Nearly a 100 years later, the messenger service he founded from a tiny Seattle office has grown into the world's largest parcel courier, with a market capitalisation of Dollars 85bn and operations in more than 200 countries. But as United Parcel Service approaches its centenary, the group's investment appeal is no longer so clear.

In the seven years since UPS went public, its shares have struggled to gain momentum, rising 30 per cent compared with a near tripling in those of FedEx, its biggest rival.

Asked at an investor conference this month whether UPS would have been better remaining private, Scott Davis, chief financial officer, replied: "No comment".

Investors' lukewarm attitude towards UPS, known as "Big Brown" after the colour of its trucks, in part reflects the sluggish growth of its mature domestic business, which has lost market share to FedEx. But the biggest source of caution is the group's expansion beyond parcels into a broader range of supply chain services.

Since going public, the group has spent more than Dollars 2bn on about 30 acquisitions, mostly in the heavy freight and logistics sectors.

UPS believes that as globalisation increases the length and complexity of corporate supply chains, customers need the group to handle more than just parcels. Following the acquisition of companies such as Overnite, a truck operator, and Menlo, a freight forwarder, UPS can move everything from the smallest package to heaviest freight almost anywhere in the world by air, sea or land. But integration of the new businesses has proved challenging, with the supply chain services division slumping to a Dollars 19m loss in the third quarter.
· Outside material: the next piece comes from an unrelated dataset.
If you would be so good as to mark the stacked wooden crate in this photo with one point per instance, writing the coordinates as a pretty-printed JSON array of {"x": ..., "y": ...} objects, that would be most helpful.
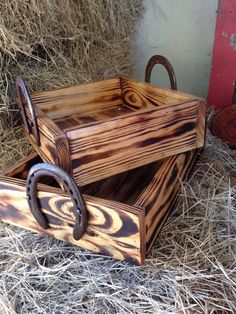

"Integration has taken longer than we expected," acknowledged Kurt Kuehn, senior vice-president of marketing. "We've learned a lot in these past five years."

Over recent weeks, UPS has announced plans to cut 1,200 jobs in the supply chain division and an unspecified number elsewhere in the group as it seeks to squeeze more synergies from its acquisitions. Mike Eskew, chief executive, said the group's various businesses must start behaving more like a single entity, with shared back office and marketing operations. But he insisted diversification remained the correct strategy and predicted "big gains" in the supply chain division next year.

According to UPS, 70 per cent of US small package customers have other freight transportation needs, creating an opportunity to win a bigger share of customers' supply chain spending.

"There is strong connectivity between supply chain solutions and small packages," said David Abney, president of UPS International. "It means customers do not have to worry about their freight forwarder and small package company pointing fingers at each other because they are dealing with one company."

UPS's strategy fits somewhere between those of its two biggest rivals: Deutsche Post, owner of DHL, which has built the industry's broadest portfolio of services, and FedEx, which remains more narrowly focused on express delivery.

Netherlands-based TNT, the number four global parcel courier, has moved sharply in the opposite direction to UPS and Deutsche Post this year, selling its logistics and freight management businesses because of low margins and disappointing synergies.

Speaking to the Financial Times, Fred Smith, FedEx chief executive, reiterated his preference for small packages. "The larger the volume and lower the value, the less customers are willing to pay to move goods," he explained.

But Mr Smith acknowledged that customers were asking for a wider range of services and said the group planned to increase its presence in freight forwarding. "You can count on us becoming more meaningful in that area," he said.

In an appeal for patience from shareholders, Mr Davis likened UPS's turbulent entry into freight and logistics to the early years of its international expansion.

Had the group gone public earlier, shareholders may not have tolerated the hundreds of millions of dollars lost in Europe and Asia in the 1990s. Today, international business is UPS's strongest source of growth.

"Nine years ago, you would have thought we were crazy investing all that money overseas," Mr Davis told investors. "Nobody is asking questions about international packages now."